Go to Settings → Data → Security, or click the Protect your data pill on the dashboard and select Encrypt data.
2

Set a passphrase

Enter a passphrase that meets all four requirements:
  • At least 8 characters
  • At least one lowercase letter
  • At least one uppercase letter
  • At least one special character (!@#$%^&* and similar)
A strength meter with a color-coded bar and checklist shows your progress as you type. The Encrypt button stays disabled until all four rules pass.
3

Confirm

Click Encrypt. getbased encrypts your existing data and saves it. From this point on, you’ll be prompted for your passphrase each time you open the app.
After your first PDF import, getbased shows a one-time prompt suggesting you enable encryption. You can dismiss it and enable encryption later from Settings — it is a reminder, not a requirement.

Passphrase requirements

RuleRequirement
LengthMinimum 8 characters
LowercaseAt least 1 lowercase letter
UppercaseAt least 1 uppercase letter
Special characterAt least 1 of !@#$%^&* or similar

No recovery path

There is intentionally no reset or recovery mechanism. The passphrase is never stored — only the key derived from it is used at runtime. If you lose your passphrase:
  • Your encrypted localStorage data cannot be decrypted.
  • Your other devices (if using sync) still hold their own copies, encrypted with the same key.
  • You can start fresh by clearing your browser data, but this permanently deletes all encrypted data.
Store your passphrase in a password manager or write it down and keep it somewhere secure.

Cross-tab decryption

getbased uses the browser’s BroadcastChannel API to share the decrypted key across tabs in the same browser session. When you unlock getbased in one tab, other tabs in the same window automatically unlock without prompting you again. When you close all tabs, the in-memory key is cleared.

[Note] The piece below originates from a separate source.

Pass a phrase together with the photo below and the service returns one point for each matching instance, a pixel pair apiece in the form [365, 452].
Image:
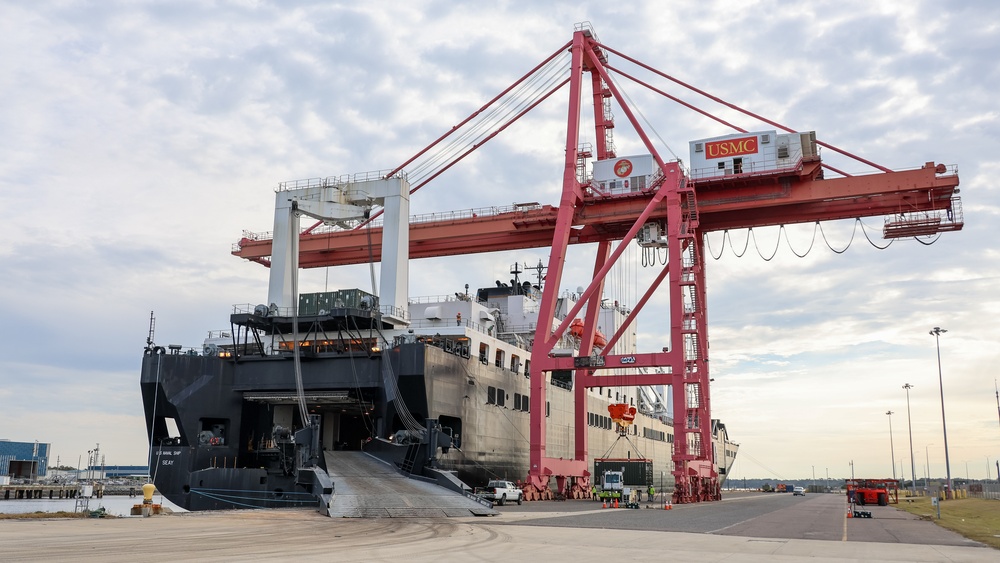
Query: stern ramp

Relationship to sync encryption

Local encryption and cross-device sync are independent systems that protect your data in different contexts:
  • Local encryption (your passphrase → PBKDF2 → AES-256-GCM) protects data at rest on each device.
  • Sync encryption (your mnemonic → Evolu key derivation → XChaCha20-Poly1305) protects data in transit and on the relay.
You can enable one, both, or neither. Enabling local encryption has no effect on sync, and disabling sync has no effect on local encryption.
For maximum protection: enable local encryption, enable sync (so your data is replicated and encrypted on the relay), and export regular JSON backups as a third copy you control offline.